Not every dog will “love” their crate. Some rescued dogs that were abused and crated will have negative associations with crates. I do believe that every dog should have one available for emergencies and to keep them confined as is sometimes needed when injured or recuperating from an illness or injury. Having them acclimated to a crate ahead of time will reduce the stress of being crated.
If you could ask your dog why they love to dig so much, you might get one of the following answers:
It feels so good. I just love the feel of fresh soft dirt on my paws. This big hole in the cool dirt feels so great when I want to rest. I learned it from a friend.
It is really entertaining. Just watch how I can make this dirt fly through the air.
It is great exercise and I need to do something with all this energy.
I am so bored. I am just occupying my mind with something interesting.
I smelled something suspicious out there and I am going to find it.
I have to get out of here.
So it is easy enough to understand why they love to dig. A tougher question is what do you do about it once it has begun? Digging is very self-rewarding. How do you get your dog to stop doing something they clearly enjoy so much?
Have a designated place to dig. If you can give them one spot that is just for digging, It is easy enough to teach them that this is the only spot to enjoy the digging. A kiddie pool filled with dirt is great. You can even bury some toys in the dirt to make it even more exciting.

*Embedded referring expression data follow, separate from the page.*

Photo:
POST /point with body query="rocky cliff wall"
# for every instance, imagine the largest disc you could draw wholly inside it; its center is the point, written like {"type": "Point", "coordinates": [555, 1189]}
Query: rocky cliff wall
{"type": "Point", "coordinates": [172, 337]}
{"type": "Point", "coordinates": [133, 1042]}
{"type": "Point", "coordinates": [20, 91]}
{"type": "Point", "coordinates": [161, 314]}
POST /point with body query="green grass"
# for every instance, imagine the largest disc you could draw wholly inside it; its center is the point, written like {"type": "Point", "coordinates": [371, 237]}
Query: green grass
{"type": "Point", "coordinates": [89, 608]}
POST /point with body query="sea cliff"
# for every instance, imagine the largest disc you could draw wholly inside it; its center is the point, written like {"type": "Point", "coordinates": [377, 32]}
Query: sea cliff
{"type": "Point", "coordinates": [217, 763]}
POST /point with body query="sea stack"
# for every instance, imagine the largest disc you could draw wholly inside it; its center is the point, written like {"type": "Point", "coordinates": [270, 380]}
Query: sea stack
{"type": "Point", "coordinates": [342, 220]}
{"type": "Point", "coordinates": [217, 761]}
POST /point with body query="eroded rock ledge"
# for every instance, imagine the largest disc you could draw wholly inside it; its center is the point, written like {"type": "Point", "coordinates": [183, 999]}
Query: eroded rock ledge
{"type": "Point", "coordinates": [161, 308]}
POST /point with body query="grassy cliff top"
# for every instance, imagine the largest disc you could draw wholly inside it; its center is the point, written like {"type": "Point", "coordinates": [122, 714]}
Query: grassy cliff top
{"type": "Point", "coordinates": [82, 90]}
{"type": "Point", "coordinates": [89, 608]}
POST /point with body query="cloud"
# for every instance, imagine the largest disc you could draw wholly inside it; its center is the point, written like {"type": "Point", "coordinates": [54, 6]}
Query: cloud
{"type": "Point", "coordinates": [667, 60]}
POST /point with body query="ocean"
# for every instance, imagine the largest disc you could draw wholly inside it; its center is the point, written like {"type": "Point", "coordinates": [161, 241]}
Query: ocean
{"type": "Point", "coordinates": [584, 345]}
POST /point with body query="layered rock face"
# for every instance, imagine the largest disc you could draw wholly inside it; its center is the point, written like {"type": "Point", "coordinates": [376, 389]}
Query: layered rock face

Exercise is a great way to occupy your dog’s body in a positive way. A tired dog will be less inclined to dig up the yard.Mental stimulation is a must for most dogs. The smarter the dog, the more you will need to stimulate them mentally. Obedience training is great for mental stimulation. Training sessions will tire a dog out as much as a walk — just in a different way.Monitor behavior. Catch the digging early. A firm “no dig” and re-direction helps. Reward good behavior. Bury chicken wire in the holes and cover with rocks to make the digging areas less desirable temporarily. Make sure to roll sharp edges away from digging surface. If the pet is intent on escaping, a concrete border poured along the perimeter and at least 12″ deep may be necessary to keep some breeds from digging their way to freedom. As with all habits, the longer it is allowed to persist, the harder it will be to correct. In addition to the previous tips, the one that is often the quickest and easiest is to bury the dog’s poop or coffee grounds in the holes. Fill with some cheap vinegar. I like to stock up at the dollar stores. Dogs don’t like the smell of vinegar and most do not want to dig in poop or coffee ( I have used both). Once the holes are filled, cover them with dirt. You won’t smell the poop or coffee once it is covered. But, your dog will definitely smell it. You will have to be consistent. After a couple weeks of this, most dogs will give up and go onto something that smells better to occupy their time. They may try a few other places as well. But, if you are consistent, they WILL give up. As with all things concerning dogs, patience and persistence is the most important quality for a dog owner to possess.